Frederick Wiseman, the master of the lapidary, fly-on-the-wall mega-documentary, trains his camera on the corps de ballet of the Paris Opera, one of the world’s finest, in “La Danse,” and while the result may appeal especially to fanciers of the art, it should hold the attention even of non-devotees. It can serve as a European counterpart to his 1995 film “Ballet,” on the American Ballet Theater.
At a mere 158 minutes, “La Danse” is shorter than many of the films Wiseman has been producing for four decades, but the running-time allows him to introduce us not only to the demanding effort required of both choreographers like Pierre Lacotte, Angelin Preljocaj and Wayne McGregor and the company dancers to develop, through long and arduous hours of rehearsal, the precise movements that add up to a finished work, but also to the insistent behind-the-scene efforts of the artistic director (Brigitte Lefevre) to manage the staff, keep up standards and maintain financial stability (a sequence that shows her and an aide talking to the dancers about negotiations with the government about contracts is especially telling). And occasionally Wiseman’s camera will venture into the building’s byways to observe the seamstresses, the carpenters, the maintenance staff, the cafeteria workers, and even a beekeeper on the roof of the opera house. (Happily, however, no masked phantom makes an appearance.)
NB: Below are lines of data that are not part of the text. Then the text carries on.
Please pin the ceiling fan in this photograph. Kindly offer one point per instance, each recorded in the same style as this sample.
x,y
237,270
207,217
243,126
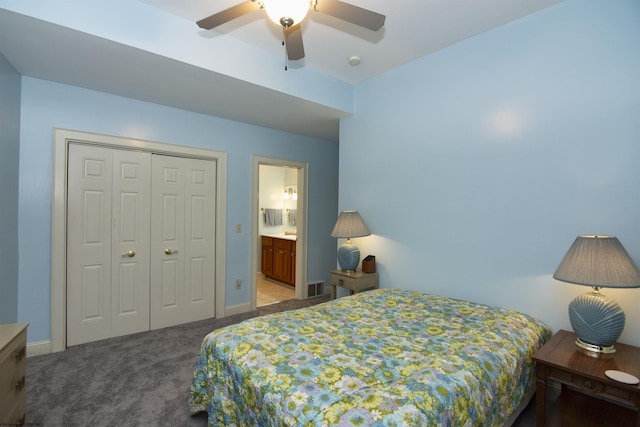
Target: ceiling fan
x,y
289,14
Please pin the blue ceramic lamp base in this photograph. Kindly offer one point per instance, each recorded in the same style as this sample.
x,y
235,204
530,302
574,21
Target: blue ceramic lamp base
x,y
348,256
597,321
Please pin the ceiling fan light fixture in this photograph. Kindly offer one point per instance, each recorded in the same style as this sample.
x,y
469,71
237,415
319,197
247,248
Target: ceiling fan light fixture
x,y
286,12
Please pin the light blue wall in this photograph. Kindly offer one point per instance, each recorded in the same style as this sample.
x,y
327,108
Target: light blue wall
x,y
9,155
47,105
477,166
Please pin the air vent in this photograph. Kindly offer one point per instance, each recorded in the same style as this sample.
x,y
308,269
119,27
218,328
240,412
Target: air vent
x,y
315,289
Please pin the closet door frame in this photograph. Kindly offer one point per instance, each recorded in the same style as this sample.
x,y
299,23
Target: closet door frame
x,y
62,139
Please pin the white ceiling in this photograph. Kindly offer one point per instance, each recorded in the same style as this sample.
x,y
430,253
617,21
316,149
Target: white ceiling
x,y
413,28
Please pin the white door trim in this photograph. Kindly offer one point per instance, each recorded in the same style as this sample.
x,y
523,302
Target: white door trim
x,y
301,221
62,138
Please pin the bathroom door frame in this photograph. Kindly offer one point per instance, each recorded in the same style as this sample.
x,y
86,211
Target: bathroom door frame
x,y
301,223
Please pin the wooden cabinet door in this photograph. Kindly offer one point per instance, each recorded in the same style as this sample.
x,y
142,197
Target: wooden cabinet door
x,y
267,259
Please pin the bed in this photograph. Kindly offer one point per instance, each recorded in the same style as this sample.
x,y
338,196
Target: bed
x,y
386,357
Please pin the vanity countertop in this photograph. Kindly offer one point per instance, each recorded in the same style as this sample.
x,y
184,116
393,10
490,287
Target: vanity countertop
x,y
282,236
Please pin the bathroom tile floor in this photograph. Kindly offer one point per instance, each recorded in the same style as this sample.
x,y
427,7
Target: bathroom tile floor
x,y
270,291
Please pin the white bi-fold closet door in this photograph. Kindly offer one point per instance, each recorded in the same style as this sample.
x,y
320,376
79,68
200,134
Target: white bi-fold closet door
x,y
140,242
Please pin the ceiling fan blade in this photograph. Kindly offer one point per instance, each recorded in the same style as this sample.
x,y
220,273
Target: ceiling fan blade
x,y
293,42
350,13
228,14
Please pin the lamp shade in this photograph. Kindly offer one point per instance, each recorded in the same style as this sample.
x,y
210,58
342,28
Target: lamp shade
x,y
350,224
599,261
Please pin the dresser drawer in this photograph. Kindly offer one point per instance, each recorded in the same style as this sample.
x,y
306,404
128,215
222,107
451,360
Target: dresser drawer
x,y
13,368
595,387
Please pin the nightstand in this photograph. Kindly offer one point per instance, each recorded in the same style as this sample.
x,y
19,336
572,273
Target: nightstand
x,y
588,397
355,281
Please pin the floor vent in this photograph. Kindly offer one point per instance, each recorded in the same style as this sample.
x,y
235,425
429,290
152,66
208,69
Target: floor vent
x,y
315,289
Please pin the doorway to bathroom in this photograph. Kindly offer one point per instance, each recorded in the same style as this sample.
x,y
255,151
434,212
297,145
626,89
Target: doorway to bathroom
x,y
278,230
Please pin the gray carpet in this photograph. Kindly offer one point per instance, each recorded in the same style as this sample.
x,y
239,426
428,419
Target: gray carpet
x,y
137,380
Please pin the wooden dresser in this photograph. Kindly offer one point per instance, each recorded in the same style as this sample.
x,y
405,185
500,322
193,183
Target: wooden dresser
x,y
13,368
279,259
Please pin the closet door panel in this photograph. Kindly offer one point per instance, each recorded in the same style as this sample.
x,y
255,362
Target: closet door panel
x,y
167,241
200,239
131,235
88,244
183,237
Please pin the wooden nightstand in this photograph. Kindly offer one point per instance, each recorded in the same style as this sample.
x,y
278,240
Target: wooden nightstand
x,y
355,281
588,396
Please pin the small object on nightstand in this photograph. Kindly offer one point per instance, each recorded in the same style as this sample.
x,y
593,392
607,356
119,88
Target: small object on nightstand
x,y
589,396
621,377
369,264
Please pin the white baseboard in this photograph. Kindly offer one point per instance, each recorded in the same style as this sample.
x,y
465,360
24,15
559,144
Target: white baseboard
x,y
38,348
237,309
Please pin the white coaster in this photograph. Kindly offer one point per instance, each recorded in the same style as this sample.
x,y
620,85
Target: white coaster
x,y
622,377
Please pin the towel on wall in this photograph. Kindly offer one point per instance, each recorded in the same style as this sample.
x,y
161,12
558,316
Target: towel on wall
x,y
272,217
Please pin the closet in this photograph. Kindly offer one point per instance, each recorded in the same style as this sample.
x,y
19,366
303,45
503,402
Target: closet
x,y
140,241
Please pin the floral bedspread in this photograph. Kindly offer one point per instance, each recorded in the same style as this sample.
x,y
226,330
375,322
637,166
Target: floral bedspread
x,y
386,357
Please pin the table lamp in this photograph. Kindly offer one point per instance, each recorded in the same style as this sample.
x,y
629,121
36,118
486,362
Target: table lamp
x,y
599,262
349,224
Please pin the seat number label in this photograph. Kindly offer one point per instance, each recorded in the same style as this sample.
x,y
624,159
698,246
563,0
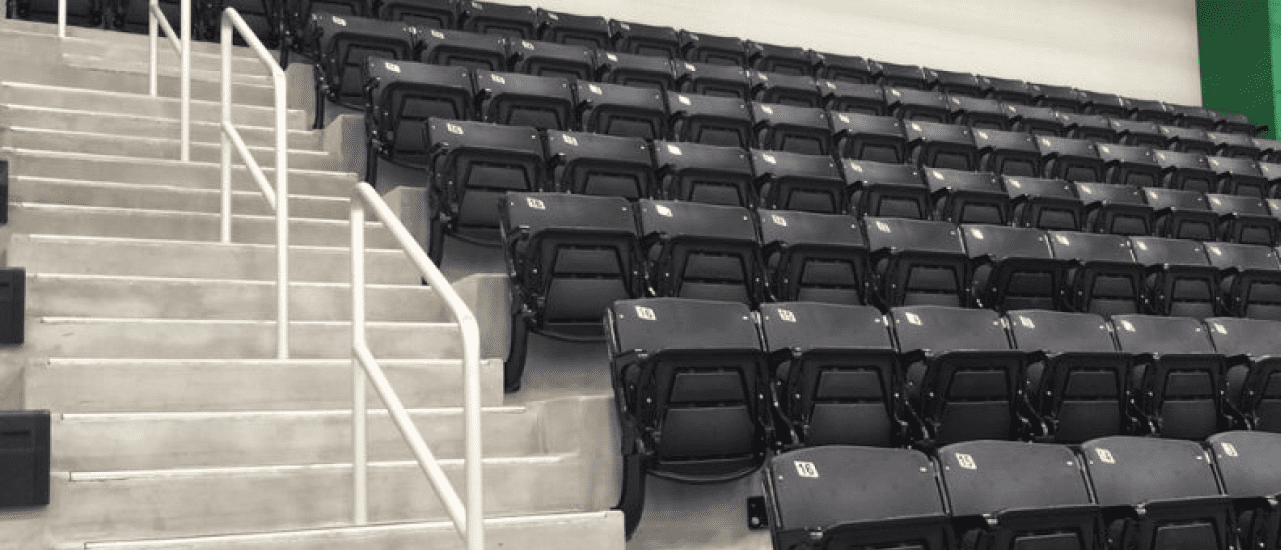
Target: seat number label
x,y
806,468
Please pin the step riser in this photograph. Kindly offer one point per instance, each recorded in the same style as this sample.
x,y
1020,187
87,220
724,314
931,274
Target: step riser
x,y
51,219
87,444
210,386
176,259
209,299
155,198
171,173
311,498
131,126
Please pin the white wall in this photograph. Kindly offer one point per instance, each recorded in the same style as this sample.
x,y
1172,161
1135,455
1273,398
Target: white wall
x,y
1135,48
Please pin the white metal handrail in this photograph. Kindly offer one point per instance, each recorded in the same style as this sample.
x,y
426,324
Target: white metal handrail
x,y
231,23
469,522
182,46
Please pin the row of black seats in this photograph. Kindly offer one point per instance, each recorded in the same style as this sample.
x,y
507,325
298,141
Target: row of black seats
x,y
570,255
706,390
1112,492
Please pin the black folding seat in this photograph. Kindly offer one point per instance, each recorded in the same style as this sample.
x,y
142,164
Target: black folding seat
x,y
621,110
1077,380
1158,494
1180,280
844,68
705,173
420,13
1239,177
569,258
721,81
1231,122
898,501
1012,495
853,98
639,71
1117,209
1007,91
1071,159
343,44
917,104
815,257
940,145
960,372
1044,204
463,49
689,383
961,196
402,95
784,89
1138,133
792,181
792,128
1186,140
887,190
1038,121
838,373
712,121
1247,464
515,99
1252,280
1244,219
917,262
1253,357
714,50
1092,127
1177,377
954,83
551,59
905,77
1181,214
473,164
591,31
976,113
1063,99
638,39
702,251
597,164
1185,171
1107,104
1007,153
515,22
1013,268
866,137
1104,277
779,59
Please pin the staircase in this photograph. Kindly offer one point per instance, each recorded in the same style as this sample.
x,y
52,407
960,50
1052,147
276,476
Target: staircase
x,y
150,341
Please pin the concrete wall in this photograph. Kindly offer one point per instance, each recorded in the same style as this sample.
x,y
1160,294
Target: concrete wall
x,y
1134,48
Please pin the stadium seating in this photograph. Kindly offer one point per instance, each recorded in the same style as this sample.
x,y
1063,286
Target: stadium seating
x,y
1077,380
569,258
815,257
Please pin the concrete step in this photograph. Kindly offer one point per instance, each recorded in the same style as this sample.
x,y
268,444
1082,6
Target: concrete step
x,y
133,126
130,441
154,146
80,295
588,530
187,226
138,104
151,196
182,339
203,176
99,505
100,385
192,259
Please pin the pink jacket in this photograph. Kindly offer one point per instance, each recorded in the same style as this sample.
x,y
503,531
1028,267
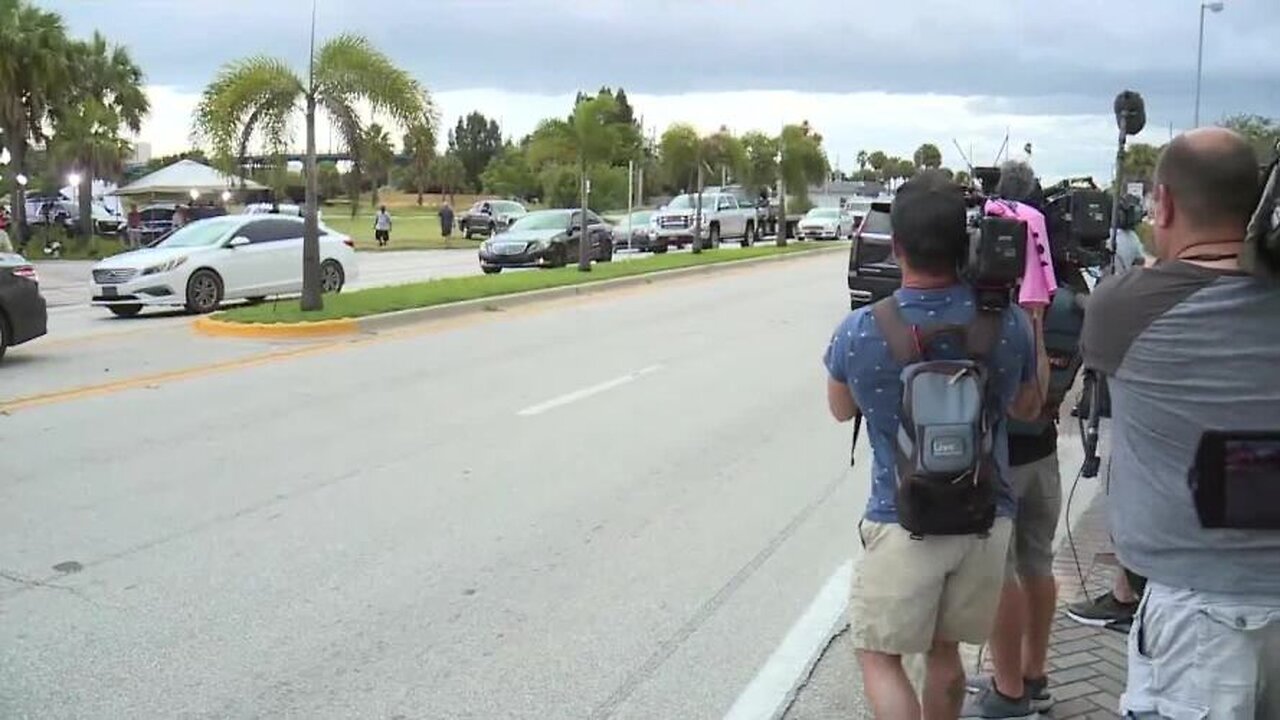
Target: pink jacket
x,y
1038,278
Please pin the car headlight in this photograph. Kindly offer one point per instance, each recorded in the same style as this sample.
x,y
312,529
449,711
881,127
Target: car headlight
x,y
164,267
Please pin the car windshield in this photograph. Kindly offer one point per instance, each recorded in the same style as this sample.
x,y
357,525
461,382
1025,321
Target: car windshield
x,y
689,203
201,233
544,220
877,223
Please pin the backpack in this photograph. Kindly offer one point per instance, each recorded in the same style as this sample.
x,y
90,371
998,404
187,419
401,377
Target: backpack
x,y
945,464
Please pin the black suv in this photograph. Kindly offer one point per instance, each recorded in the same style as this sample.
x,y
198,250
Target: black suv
x,y
873,272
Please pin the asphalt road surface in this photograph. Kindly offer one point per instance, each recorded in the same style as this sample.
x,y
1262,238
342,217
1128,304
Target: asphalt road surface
x,y
617,506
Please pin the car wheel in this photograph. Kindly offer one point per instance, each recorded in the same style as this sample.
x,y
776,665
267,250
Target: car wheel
x,y
332,278
124,310
204,291
4,335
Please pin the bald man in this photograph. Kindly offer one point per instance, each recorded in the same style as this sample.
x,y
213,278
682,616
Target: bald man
x,y
1192,345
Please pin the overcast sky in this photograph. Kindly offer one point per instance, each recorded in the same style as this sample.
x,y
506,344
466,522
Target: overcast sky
x,y
867,74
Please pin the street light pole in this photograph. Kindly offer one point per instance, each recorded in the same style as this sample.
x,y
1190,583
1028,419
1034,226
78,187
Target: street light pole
x,y
1200,53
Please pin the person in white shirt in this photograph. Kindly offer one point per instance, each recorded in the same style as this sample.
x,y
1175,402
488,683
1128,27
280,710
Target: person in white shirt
x,y
383,227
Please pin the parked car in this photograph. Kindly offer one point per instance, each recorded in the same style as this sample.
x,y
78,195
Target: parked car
x,y
490,217
23,315
208,261
826,223
632,231
873,272
545,238
722,219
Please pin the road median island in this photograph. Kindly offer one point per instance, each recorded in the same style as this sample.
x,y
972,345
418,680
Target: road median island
x,y
382,308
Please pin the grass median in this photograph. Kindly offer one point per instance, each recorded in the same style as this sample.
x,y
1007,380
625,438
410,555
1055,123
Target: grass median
x,y
378,300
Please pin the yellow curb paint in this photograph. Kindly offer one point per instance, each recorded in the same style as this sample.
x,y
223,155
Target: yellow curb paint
x,y
277,331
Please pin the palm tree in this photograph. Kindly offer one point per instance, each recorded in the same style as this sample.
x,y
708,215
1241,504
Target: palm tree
x,y
261,95
105,92
32,71
420,147
378,154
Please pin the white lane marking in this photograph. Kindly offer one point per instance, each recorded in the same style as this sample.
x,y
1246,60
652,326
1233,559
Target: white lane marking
x,y
777,678
586,392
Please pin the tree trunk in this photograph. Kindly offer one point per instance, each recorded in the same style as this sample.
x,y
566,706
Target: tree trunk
x,y
584,237
86,200
311,299
782,212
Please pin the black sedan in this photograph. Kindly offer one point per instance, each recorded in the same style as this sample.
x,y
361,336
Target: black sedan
x,y
22,309
545,238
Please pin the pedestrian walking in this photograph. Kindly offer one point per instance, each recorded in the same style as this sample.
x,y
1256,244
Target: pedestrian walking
x,y
383,227
133,227
447,222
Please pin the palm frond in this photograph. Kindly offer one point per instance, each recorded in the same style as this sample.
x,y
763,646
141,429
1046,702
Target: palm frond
x,y
254,95
348,68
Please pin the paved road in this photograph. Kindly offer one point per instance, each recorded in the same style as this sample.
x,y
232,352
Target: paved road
x,y
606,507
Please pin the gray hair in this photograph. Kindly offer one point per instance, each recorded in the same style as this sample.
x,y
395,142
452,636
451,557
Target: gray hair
x,y
1016,181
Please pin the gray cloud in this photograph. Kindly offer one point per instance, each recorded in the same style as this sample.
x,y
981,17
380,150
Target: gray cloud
x,y
1025,57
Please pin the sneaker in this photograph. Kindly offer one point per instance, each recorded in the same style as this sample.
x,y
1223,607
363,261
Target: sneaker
x,y
1102,611
1037,691
990,705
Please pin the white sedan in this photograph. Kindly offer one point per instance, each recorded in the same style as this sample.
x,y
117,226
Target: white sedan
x,y
826,223
228,258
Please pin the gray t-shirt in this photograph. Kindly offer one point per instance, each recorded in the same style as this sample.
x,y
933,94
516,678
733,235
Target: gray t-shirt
x,y
1187,349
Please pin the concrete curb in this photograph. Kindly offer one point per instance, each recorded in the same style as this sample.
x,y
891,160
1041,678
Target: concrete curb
x,y
401,318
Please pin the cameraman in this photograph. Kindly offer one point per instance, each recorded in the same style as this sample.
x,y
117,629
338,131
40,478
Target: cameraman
x,y
1019,642
1191,345
926,593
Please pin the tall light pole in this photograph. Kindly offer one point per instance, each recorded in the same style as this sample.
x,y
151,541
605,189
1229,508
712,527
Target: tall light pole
x,y
1200,53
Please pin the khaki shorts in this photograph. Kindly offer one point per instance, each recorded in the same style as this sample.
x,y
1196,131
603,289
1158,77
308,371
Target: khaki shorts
x,y
1038,490
909,592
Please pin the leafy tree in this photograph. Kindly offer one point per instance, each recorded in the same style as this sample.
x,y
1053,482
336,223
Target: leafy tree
x,y
510,176
103,96
762,160
803,160
33,71
475,141
679,150
927,156
261,95
378,155
723,155
449,174
877,160
420,147
1139,162
1261,132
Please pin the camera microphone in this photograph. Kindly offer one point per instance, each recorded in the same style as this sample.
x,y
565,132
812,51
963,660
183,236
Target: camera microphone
x,y
1130,113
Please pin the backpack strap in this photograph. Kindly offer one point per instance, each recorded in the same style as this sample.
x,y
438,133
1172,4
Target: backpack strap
x,y
901,337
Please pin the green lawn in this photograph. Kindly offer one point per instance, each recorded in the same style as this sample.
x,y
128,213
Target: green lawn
x,y
452,290
410,229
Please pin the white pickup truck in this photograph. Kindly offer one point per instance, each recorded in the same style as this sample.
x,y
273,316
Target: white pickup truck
x,y
722,219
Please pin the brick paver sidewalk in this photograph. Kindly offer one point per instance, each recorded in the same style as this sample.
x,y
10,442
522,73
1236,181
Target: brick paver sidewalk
x,y
1086,665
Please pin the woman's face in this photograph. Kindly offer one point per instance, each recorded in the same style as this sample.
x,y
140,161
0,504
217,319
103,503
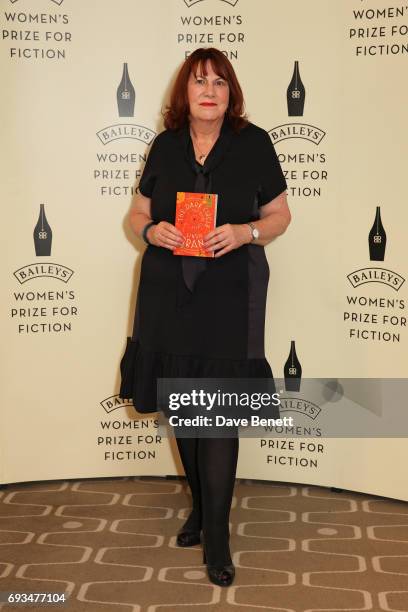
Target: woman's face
x,y
208,95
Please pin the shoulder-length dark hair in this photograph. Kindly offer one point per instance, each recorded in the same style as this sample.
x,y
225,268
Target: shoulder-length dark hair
x,y
177,112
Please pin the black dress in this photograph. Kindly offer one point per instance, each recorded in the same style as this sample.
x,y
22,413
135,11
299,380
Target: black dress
x,y
216,330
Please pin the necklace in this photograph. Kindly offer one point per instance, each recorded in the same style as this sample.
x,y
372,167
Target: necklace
x,y
202,155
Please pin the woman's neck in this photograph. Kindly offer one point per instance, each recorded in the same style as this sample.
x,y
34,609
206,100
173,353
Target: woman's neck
x,y
205,130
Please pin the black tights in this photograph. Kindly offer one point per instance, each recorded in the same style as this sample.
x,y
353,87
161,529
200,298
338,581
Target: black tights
x,y
210,466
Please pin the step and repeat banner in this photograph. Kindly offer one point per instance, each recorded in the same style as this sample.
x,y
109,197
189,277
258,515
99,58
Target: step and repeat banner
x,y
83,88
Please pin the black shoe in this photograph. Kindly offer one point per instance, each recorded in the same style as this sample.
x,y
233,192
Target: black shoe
x,y
188,538
222,575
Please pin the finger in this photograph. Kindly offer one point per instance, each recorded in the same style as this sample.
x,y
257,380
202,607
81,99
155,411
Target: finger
x,y
220,244
223,252
169,227
215,239
170,236
215,232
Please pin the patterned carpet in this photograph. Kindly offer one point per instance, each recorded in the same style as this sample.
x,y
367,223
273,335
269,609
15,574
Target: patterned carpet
x,y
110,544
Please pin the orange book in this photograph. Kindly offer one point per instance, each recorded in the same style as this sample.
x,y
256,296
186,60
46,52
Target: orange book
x,y
196,214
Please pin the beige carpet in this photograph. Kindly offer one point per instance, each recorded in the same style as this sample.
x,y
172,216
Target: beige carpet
x,y
110,544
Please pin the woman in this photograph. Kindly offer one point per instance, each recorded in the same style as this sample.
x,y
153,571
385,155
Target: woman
x,y
204,317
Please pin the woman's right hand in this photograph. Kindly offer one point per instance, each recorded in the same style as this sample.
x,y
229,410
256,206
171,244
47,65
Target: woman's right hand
x,y
165,234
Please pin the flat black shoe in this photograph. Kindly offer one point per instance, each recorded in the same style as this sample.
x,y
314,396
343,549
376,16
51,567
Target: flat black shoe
x,y
222,576
188,538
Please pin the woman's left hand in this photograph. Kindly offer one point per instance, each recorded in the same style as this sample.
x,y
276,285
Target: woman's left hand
x,y
227,238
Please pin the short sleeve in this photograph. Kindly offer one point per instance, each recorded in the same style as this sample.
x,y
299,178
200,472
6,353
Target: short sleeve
x,y
150,171
272,181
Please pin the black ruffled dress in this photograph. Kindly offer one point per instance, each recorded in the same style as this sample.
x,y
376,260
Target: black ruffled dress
x,y
215,330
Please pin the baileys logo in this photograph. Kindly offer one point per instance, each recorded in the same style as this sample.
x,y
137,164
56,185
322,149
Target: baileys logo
x,y
42,236
125,98
295,99
377,240
114,402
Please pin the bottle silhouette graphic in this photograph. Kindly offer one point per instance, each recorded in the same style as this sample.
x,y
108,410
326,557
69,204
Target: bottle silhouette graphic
x,y
126,95
293,370
377,238
42,234
296,94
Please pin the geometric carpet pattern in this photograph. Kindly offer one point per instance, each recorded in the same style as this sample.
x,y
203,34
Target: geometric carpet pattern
x,y
110,545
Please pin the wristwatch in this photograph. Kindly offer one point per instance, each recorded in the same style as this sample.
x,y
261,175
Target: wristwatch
x,y
254,231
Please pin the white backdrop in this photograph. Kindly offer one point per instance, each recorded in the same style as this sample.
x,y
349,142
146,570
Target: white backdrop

As usual, Wiseman’s film suggests that a noncommittal, strictly observational documentary ethos is operative, but though he allows no intrusive narration or explanatory titles, the idea that what we’re seeing is somehow accidental is nonsense. “La Danse” involves continual directorial choices, not merely about what to film (with the considerable aid of cinematographer John Davey) but what to include and in what order (with editor Valerie Pico collaborating with him).
And there is a narrative arc that proceeds from initial rehearsal to final performance, with three items of the 2008 repertoire—Preljocaj’s “Medee,” McGregor’s “Genus” and a “Nutcracker”—the focus. The result is a work that for all its deferential detachment is actually as deeply involved as any fictional drama. And a subtle one, in that one is left to infer attitudes and motivations from the hints that the individual dancers and staffers provide in their ostensibly off-handed remarks.
That’s what makes “La Danse,” like so many of Wiseman’s efforts, challenging as well as informative. It’s a strong addition to an already impressive body of work.